The book tingles with illustrations: from the infant Helen of Troy hatching from an egg 'in the manner of a soubrette from a cake' in an ancient Greek sculpture to a ghoulish phantasmagoria. A delicious section slips into Bosch's Garden of Earthly Delights, his panel of pleasure flanked by scenes of Eden and Hell. In this 'cornucopia of metamorphosis', sleek, naked humans get frisky with giant fruits - slumped over strawberries, bobbing at blackberries, balancing currants on their heads. Bosch is familiar for his tormenting monsters, itchy hybrids of animal and mineral, but Warner celebrates his 'eloquence in communicating pleasure - blissful, paradisal, serene festivity'. Did Bosch draw on giddy myths new-harvested from the Americas? The garden's fruity delights may enact a moment of innocence before colonial ambitions darkened and, with them, the stories brought back from new territories, marinating in imperialism's fear and anger.

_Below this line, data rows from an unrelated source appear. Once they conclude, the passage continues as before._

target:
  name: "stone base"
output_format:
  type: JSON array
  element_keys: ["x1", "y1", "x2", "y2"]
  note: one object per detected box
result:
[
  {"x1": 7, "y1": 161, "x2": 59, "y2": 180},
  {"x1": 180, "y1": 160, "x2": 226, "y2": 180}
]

Academia doesn't always know how to regard Warner, writing like an angel and interested in everything. When she gave the Reith Lectures, I heard an Oxbridge academic sniff: 'She's not what I'd call an intellectual.' But what makes Fantastic Metamorphoses remarkable is its dashing investigation of imagination. Hence her insistence that Western discovery was a two-way trade in fantasy that 'offered extraordinary possibilities for thinking differently'.

For Warner, 'imagination constitutes the very stuff of history.' She refuses to narrow her interests. Instead, she props her eyes wide open and takes in the world.